Fashion Revolution Week News Sustainability Events Fashion


The 24th of April marks the start of Fashion Revolution Week. Fashion Revolution is a movement that was founded after the collapse of the Rana Plaza factory in Bangladesh that killed 1,134 people. The factory supplied many global fashion brands and the catastrophe became the sad cause for founders and fashion designers Carry Somers and Orsola de Castro to demand a change in the fashion industry. With the hashtag #whomademyclothes, people all over the world were asked to show the labels of their garments and ask the brand about the faces and stories behind the production of their clothes. Accompanied by events at Fashion Weeks all over the world, Fashion Revolution Week wants to raise more awareness to the bad conditions under which many garments of our fast fashion shopping sprees are made.
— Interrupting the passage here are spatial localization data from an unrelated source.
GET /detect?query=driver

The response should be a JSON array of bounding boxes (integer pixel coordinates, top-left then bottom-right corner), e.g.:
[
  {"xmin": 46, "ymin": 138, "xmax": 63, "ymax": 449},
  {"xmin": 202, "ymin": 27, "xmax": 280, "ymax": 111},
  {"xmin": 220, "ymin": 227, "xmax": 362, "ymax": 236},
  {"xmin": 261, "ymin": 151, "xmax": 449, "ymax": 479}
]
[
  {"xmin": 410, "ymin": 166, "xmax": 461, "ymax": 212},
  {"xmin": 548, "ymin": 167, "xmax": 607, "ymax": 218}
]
Don’t know how you can get involved? Now worries, we are happy to help you with our five starting steps to become a more conscious fashion-lover.

Ask the brand #whomademyclothes?
Join the Fashion Revolution movement directly by posting a picture wearing your newest purchase or favorite clothing item inside-out, so that it shows the label, and use the hashtag #whomademyclothes. This way, you are one of millions of social media users who have done the same, putting more pressure on the fashion industry to become more transparent and start valuing the people behind the sewing machines.

Find other ways to satisfy your style needs.
We all know how hard it can be for a fashion lover to ignore the fact that you can get a knockoff of that Gucci skirt you’ve been lusting after for months, for a fraction of the price at Zara. But have you ever thought about tailoring it yourself? Buy some nice fabric and get creative. Or, if you just really don’t know how to do it and have two left hands, get some help from your crafty friend (or grandma). And if you really cannot recruit any volunteers, you can still look at your local second-hand shop or weekly fleamarket for some vintage trend-pieces. Because we all know trends always come back.

Share a piece of your (personal style) cake.
Have you ever caught yourself throwing away a piece of clothing that was still in perfect condition, but you just didn’t like it anymore? There are many other ways to get rid of sorted-out pieces that don’t involve a trash can and don’t contribute to a throwaway culture. You could offer them to your friends, donate them to a charity organisation or sell them at the next fleamarket.

Do your research.
Sustainable and fair fashion doesn’t have to involve felt slippers and patchwork jackets anymore. The number of on-trend brands that produce their garments under worker- and environmental-friendly conditions is growing steadily, involving labels that cater to every style demand. And if you are interested in how fair your favorite clothing brand is operating, visit, a website that scores fashion labels on transparency, trade policies and workers’ rights. Another option is taking a look at the Fashion Transparency Index that has launched today. In this guide, you will get newest information on how transparent the global players of fashion are working. Check out the index here: Fashion Transparency Index 2017.

Spread the word.
You don’t have to organize a demonstration or host an event to show your commitment (but feel free to do so if you’d like). You can start by sharing the project on social media, telling your fashion squad about it or visiting one of the many Fashion Revolution events all around the globe – even the smallest Acts of Change can make a difference. Because fashion should be fun for everyone. Not only for a few.